Nov. 4th, 2004

Update.

Nov. 4th, 2004 05:32 pm
lierdumoa: (vidding crazy)
Bush won the election. I'm dissappointed. Of course, initally I was seething with rage and frustration (and on a completely unrelated note, I found a gray hair yesterday morning), but I've found ways to sublimate. You know me -- when live gives me lemons I...vid. Apparently when life dumps a truckload of lemons on me I vid accordingly. It's not that I find it theraputic, exactly. Note that I said sublimate, not relax. It's more that I lack the energy to scream at the president and my computer at the same time.

I've decided to give my ears a well deserved break. I'm making the credits rather than working on the vid itself. I wanted to make them look just like the ones in the movie. I thought I could do this in by keyframing the motion in Premiere along with using the "wind" effect and a moving mask. As it turned out, not so much. Considering the movie credits were probably made in After Effects it's no surprise mine just ended up looking way tacky.

Heh -- just realized that last bit was totally not in English.

Anyway, my solution to crappy looking credits is this: photoshopping [1] the movie credits frame by frame [2], then reassembling them in premiere [3]. I've already done the main title. It looks really fucking cool. In fact, I keep vascillating between "Bush won the election" and "my credits look so fucking cool!!!" Fun fact about divx compression: the resulting video is approximately 1.2% the size of the raw bitmaps. Roughly 1/100 the size. Daaaaamn. Premiere's default output is something like 20% if I remember correctly. My mind is having trouble wrapping around that.

It occurs to me that I've photoshopped upwards of three hundred frames doing the beginning title and the easy parts of the three end credits. I'm never going to be able to call anyone anal ever again.



I'm still sleeping an average of six to six and a half hours a night. Someone in my co-op has a theory that this is typical student behavior this time of year due to changing weather and stress. Wah! I miss sleep!

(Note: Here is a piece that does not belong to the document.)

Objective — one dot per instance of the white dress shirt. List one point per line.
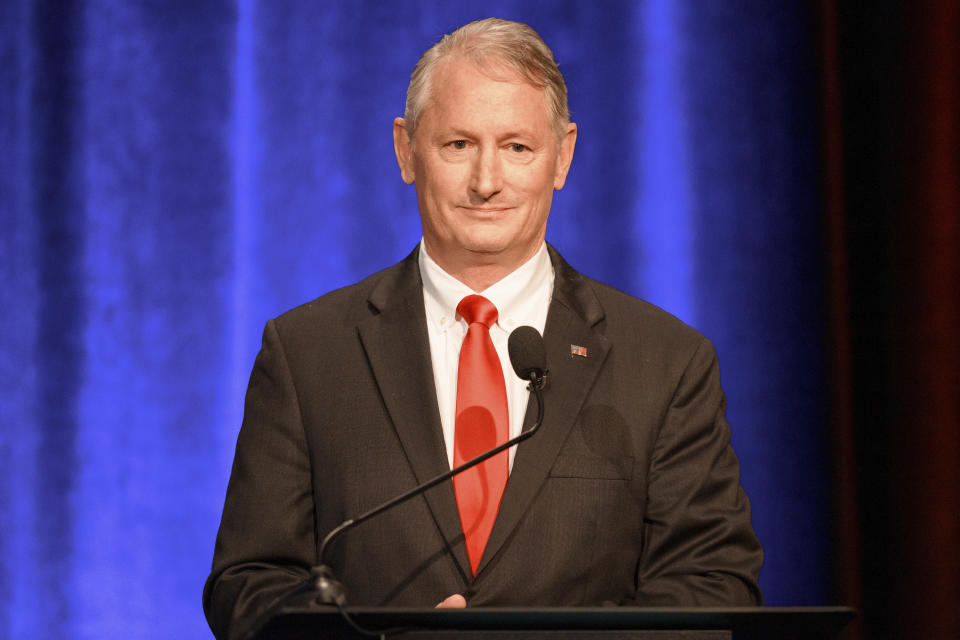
(521, 298)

[1] I don't have Photoshop. Or, actually I do, but it's in German and I can't really do anything with it. The program I use is GIMP. This is free software, originally created to be the Mac equivalent of Photoshop before an official Mac equivalent was made. It is available for Windows, and fairly user friendly. You can download it here.

[2] The software I use for this is Capture Solution. It is free software (although like many other programs it will continuously bug you to purchase a more sophistocated version). You can download it here. It can do lots of really useful things. My favorite feature is the one that allows you to section off a portion of a video file (avi or windows media) and then deposit all the frames in the section into the folder of your choosing as bitmap or jpeg files (if you don't choose a folder the files go in the same folder as your video). I first got this program so I could make mini-movie icons like the ones I kept seeing around LJ all the time. Now that I'm making vid credits, I'm really glad that I have it on my computer.

[3] Some useful facts for reassembling frames in Premiere. The default for importing a still image is something like 150 frames. If you don't want to have to resize each frame after you drop it on your timeline, just go into Edit-->Preferences-->Still Image and change the default duration to 1 frame. Remember that at least half the things you can do in Premiere you can do in bulk. You can import files in bulk. You can drag them to your timeline in bulk. You can drag them along your timeline in bulk. If you want to do a color change or some other effect(s), you can make your changes on one frame, then highlight the rest of your frames, right click-->paste attributes.